A stochastic multi-objective optimization model for renewable energy structure adjustment management – A case study for the city of Dalian, China

Abstract

Due to the depletion of traditional resources and the deterioration of environmental quality, Dalian has always encouraged the explorations and utilizations of renewable energy sources. The research objective of this study is to develop a multi-objective stochastic chance constrained programming (MOSCCP) model for assisting local government to design and execute rational energy exploration and management strategies. The main advantage of this model is that it effectively broadens the decision maker's choice space and provides a more balanced optimization plan.

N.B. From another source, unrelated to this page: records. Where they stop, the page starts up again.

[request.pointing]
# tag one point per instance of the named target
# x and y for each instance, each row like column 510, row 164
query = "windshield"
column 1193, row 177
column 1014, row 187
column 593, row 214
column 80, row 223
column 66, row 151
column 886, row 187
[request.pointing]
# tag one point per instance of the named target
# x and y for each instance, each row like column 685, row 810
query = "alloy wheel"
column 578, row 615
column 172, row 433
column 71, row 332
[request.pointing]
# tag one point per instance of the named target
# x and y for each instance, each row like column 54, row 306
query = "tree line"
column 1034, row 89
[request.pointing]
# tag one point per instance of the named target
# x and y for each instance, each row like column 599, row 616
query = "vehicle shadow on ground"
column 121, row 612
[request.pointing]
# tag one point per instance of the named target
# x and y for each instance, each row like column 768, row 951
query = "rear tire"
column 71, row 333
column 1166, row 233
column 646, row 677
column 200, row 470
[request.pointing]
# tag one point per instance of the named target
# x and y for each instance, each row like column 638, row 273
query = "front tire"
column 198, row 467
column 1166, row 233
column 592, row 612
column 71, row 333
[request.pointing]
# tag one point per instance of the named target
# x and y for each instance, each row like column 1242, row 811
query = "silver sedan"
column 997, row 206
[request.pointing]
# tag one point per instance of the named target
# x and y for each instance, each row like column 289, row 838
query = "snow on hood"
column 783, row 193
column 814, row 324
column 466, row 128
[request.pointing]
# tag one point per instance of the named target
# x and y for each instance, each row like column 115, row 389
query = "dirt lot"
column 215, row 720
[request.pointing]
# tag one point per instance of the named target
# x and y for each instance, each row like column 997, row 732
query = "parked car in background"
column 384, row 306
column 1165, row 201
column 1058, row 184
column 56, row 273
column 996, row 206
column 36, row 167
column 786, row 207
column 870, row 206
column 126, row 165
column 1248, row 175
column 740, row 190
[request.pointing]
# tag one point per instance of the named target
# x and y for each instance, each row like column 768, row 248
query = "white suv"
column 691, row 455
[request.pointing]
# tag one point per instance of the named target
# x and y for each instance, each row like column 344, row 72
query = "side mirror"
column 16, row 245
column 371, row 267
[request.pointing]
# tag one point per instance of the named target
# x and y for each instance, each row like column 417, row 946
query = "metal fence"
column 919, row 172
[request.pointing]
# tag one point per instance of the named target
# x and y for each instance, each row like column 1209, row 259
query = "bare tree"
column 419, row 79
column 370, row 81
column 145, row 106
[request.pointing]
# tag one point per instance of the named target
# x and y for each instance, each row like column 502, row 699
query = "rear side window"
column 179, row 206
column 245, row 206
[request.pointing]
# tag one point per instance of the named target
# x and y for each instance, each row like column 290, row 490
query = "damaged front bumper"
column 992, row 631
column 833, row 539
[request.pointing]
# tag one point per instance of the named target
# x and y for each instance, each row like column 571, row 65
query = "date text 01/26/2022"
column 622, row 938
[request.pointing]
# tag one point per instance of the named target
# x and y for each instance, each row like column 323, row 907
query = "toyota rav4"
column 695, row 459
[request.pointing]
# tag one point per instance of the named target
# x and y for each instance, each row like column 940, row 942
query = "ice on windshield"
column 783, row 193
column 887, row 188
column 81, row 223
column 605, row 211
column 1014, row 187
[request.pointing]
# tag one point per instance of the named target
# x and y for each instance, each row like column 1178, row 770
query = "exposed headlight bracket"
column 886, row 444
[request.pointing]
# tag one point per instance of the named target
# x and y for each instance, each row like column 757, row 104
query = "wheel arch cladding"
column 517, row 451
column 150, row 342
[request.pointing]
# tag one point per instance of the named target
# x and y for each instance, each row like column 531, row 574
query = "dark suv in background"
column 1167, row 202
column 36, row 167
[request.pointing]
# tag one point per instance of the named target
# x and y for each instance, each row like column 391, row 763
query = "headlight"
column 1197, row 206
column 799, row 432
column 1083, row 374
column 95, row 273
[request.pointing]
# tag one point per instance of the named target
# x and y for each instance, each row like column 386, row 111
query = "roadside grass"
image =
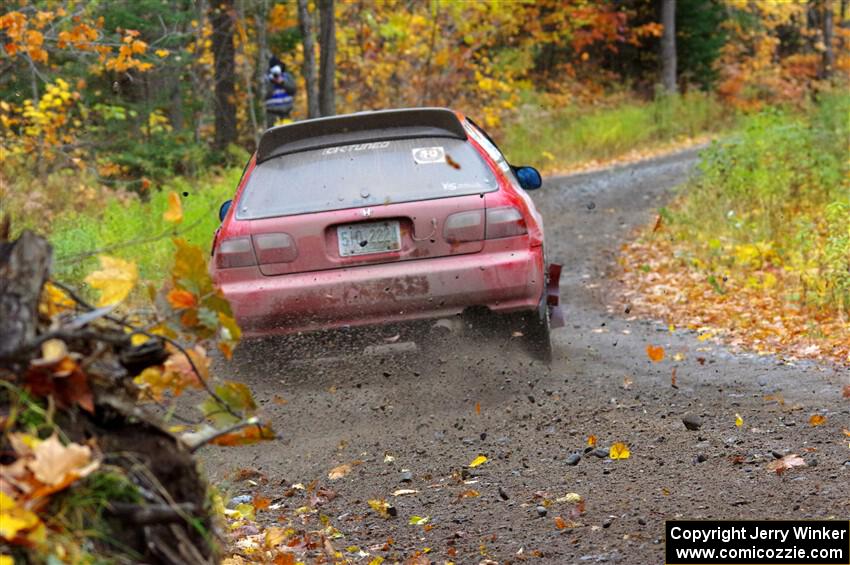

A variety of renewable energy exploration schemes were identified under the reciprocal influence of different weight combinations and constraints-satisfaction levels. The calculation of power generation considering the variation in the meteorological factors was incorporated into the proposed optimization model, which effectively avoid the potential imbalance between electricity supply and demand under climate change. The obtained results verified that the abundant renewable energy sources in Dalian play an important complementary role to traditional energy, where the wind and solar energy always occupy a dominant position in the renewable energy utilization process with an optimal mix of around 83.6% of wind, 10.5% of solar, 5.8% of hydropower and 0.1% of biomass energy generation. In addition, the climate change scenario certainly altered the electricity demand and provision magnitudes, but did not markedly change the core role of wind and solar energy.